You can achieve that by partnering gas with solar with wind, and then when the wind is not blowing you can turn up the gas turbine. Or you can add a battery and this works even better. But batteries, by their nature only have so much energy. Let’s say you calculate carefully to ensure that the solar that cannot produce energy at night is partly used to top up the battery, and that wind has a variance based on the strength of the wind at various times, but you might have 30% differential between peak power and lowest power. If a low peak hits during the night, you have to turn to the battery, and if that is not big enough to last 4 or 5 hours needed until dawn, you have to turn on the gas turbine. But the price of batteries is really important, and characteristics like “How rapidly can you call on battery stored energy?” and “If your battery is down to 10% of power, does it still have the same output?” make the difference. And how many times can you charge and re-charge or partially charge, your battery in a lifetime?

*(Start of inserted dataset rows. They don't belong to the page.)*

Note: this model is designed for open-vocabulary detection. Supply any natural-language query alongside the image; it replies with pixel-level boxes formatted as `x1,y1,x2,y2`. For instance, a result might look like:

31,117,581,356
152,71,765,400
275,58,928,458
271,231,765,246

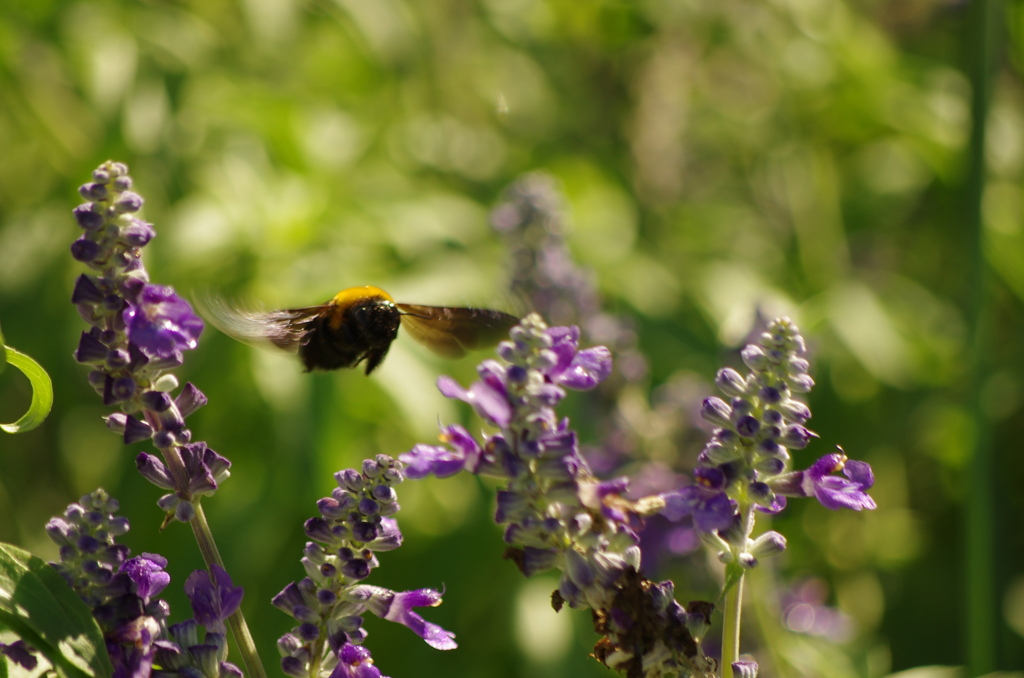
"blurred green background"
0,0,1024,678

All of that has led to a drift away from Lithium Ion, towards Vanadium Flow, Frozen air and molten salt type solutions. These latter systems are far more powerful, and they can be used to drive conventional stream turbines, so behave like one. Vanadium Flow is bulky, but has about 3 times as many charges as Lithium and great performance at low charge.

But if Lithium goes down in cost, you just make a bigger battery for the same amount of money, and have a wider range of discharge from full to empty.

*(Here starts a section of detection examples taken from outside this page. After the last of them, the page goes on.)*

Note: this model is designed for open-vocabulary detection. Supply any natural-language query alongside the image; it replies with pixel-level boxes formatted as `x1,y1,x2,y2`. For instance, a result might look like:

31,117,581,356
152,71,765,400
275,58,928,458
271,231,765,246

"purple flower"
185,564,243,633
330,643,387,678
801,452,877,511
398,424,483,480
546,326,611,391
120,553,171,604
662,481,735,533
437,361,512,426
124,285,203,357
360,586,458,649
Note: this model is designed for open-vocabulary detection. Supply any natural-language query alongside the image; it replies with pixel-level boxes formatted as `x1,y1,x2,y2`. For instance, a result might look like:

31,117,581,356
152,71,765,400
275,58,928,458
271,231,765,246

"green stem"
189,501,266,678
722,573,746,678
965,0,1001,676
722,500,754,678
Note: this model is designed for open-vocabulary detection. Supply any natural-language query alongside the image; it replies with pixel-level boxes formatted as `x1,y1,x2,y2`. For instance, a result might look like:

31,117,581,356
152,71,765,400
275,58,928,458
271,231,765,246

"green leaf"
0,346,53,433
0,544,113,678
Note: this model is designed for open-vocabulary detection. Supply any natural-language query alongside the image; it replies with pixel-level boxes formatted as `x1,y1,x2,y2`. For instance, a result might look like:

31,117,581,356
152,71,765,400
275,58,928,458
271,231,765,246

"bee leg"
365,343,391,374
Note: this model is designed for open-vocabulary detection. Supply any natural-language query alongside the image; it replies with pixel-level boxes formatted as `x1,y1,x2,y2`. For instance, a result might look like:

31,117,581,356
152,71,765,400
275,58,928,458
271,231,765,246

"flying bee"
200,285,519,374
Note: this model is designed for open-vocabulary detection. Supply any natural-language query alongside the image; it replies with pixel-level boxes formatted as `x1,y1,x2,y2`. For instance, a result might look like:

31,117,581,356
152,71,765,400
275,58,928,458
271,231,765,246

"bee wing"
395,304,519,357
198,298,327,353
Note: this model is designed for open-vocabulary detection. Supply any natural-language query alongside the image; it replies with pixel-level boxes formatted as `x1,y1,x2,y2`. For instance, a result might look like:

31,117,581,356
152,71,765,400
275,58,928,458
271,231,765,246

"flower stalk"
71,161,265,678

Elena Giannakopoulou, head of energy economics at BNEF, commented: “Looking back over this decade, there have been staggering improvements in the cost-competitiveness of these low-carbon options, thanks to technology innovation, economies of scale, stiff price competition and manufacturing experience.

“Our analysis shows that the LCOE per megawatt-hour for onshore wind, solar PV and offshore wind have fallen by 49%, 84% and 56% respectively since 2010. That for lithium-ion battery storage has dropped by 76% since 2012, based on recent project costs and historical battery pack prices.”

You can put the battery at the solar or wind location, and balance its supply to the grid, or you can put it further up the track and use it to balance the supply for many separate renewables suppliers. But the simply truth is that now batteries do not need subsidy because the combo of using renewables plus battery has gone so low.

A sub-text to this is that batteries can be used as a multi-function resource. It can front end multiple renewables or act as a holding pen for spare capacity that can be sold on the energy markets, at a time when you get the best price. It can provide balancing services for the Grid.

BNEF also wanted to bring attention to the numbers on offshore wind, which it says has been seen as relatively expensive compared to onshore or solar. The report says this has fallen to $100 per MWh from $220 five years ago due to falls in capital cost.